46. Kafka's Part

917 46 4
                                    

Jبِسْمِ اللَّهِ الرَّحْمَنِ الرَّحِيم

-•o•-


Bodoh, untuk kesekian kalinya Kafka merasa bahwa dirinya sangatlah bodoh.

Memang, bisa-bisanya ia melakukan hal yang tak seharusnya ia lakukan. Bisa-bisanya ia mengulang apa yang pernah ia lakukan dulu.

"Lo tau? Lo itu manusia paling hina yang pernah gue temuin"

Kalimat itu pasti sukses mencabik-cabik perasaan Zahra.

"Lo nggak suka kan, ngelihat gue bahagia?" Zahra menggeleng, air matanya semakin deras.

"Kaf, aku nggak..."

"Diam!" Bentak Kafka, bodoh, ia selalu saja membentak gadis itu

"Lo udah bikin Irene pergi dari gue! Gara-gara lo gue lalai dari tanggung jawab gur buat jagain dia. Karena lo gue kehilangan perempuan yang berharga! Kenapa nggak jujur dari awal kalo lo nggak suka sama dia?!"

"Aku nggak pernah punya fikiran kayak gitu" sela Zahra.

"Diam!" Kali ini bentakan Kafka lebih tinggi dari bentakan yang tadi "Berhenti jadi cewe munafik! Gue nggak habis fikir, cewek modelan kayak lo masih ada di dunia!"

"Gue pernah mikir kalo elo itu beda dari cewek lain yang ada di luaran sana, gue pernah ngira kalo elo itu tulus. Bahkan gue pernah kagum sama lo karena lo nggak pernah dengarin omongan buruk orang lain dan elo bisa sabar ngehadapin semua masalah lo"

"Tapi ternyata gue salah besar, elo sama aja kayak banyak orang di luar sana! Sama sama sampah!"

"Gue kira elo di didik di keluarga yang bener-bener menjaga nama baik, buah emang jatuh nggak jauh dari pohonnya dan harusnya gue percaya sama Dini, kalo lo sama kayak nyokap lo, sama-sama cewek murahan!"

'Plak'

Satu tamparan sukses mendarat di pipi mulus Kafka, Zahra menamparnya.

"Cukup! Terserah kamu hina aku, tapi jangan sekali-kali kamu hina ibu aku!" Sakras Zahra

Kafka mendecih "Sekarang mau sok-sok-an jadi anak baik yang ngebela ibunya?"

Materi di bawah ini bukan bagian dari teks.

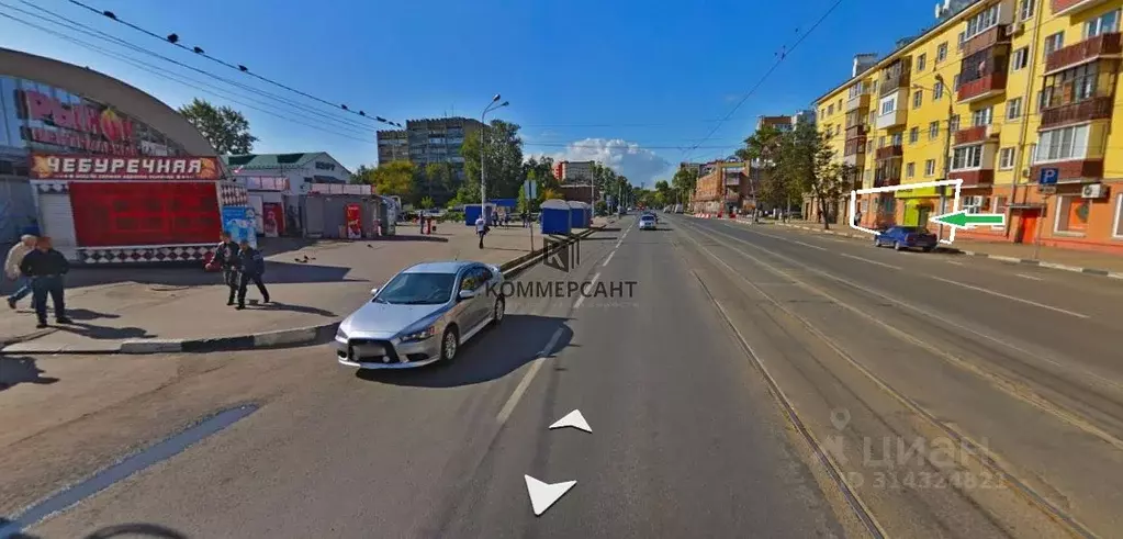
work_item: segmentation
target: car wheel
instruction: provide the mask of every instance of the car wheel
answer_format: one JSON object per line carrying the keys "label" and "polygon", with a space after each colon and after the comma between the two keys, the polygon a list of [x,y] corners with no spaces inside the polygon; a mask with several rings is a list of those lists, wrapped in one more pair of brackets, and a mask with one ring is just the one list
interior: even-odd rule
{"label": "car wheel", "polygon": [[460,332],[455,327],[445,330],[440,337],[440,358],[445,363],[451,363],[456,358],[456,353],[460,348]]}
{"label": "car wheel", "polygon": [[506,310],[506,301],[502,298],[495,300],[495,307],[492,308],[492,323],[499,326],[503,321],[503,314]]}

"Nyesel gue nolong lo dan terjerat di pernikahan bodoh ini!"

"Arghhh!"

Kafka terus merutuki kebodohannya. Keadaannya benar benar kacau saat ini. Barang barang di kamarnya sudah berserakan di mana-mana. Bahkan pecahan kaca juga memenuhi lantai dan telah melukai tangan serta kakinya.

Ia bersandar di sisi ranjang dengan lemas, ia sudah kehabisan kekuatan karena tadi ia terlalu emosi.

Bagaimana jika Zahra benar-benar sakit hati padanya dan tak kembali lagi ke rumah ini. Seharusnya ia tak mengusir gadis itu.

Lihatlah yang sekarang, Kafka hidup sendirian. Tak ada siapapum yang ada di sisinya. Ia benar-benar kehilangan sosok sahabatnya.

Makan, tidur, melamun. Hanya itu yang menjadi rutinitas Kafka. Bahkan apa yang telah dibangunnya selama ini terancam akan hancur.

'tok tok tok'

Ketukan pintu itu berhasil membuat Kafka tersadar dari lamunannya. Berat rasanya melangkahkan kaki walau hanya untuk membukakan pintu. Namun bagaimana jika itu Zahra atau Leo?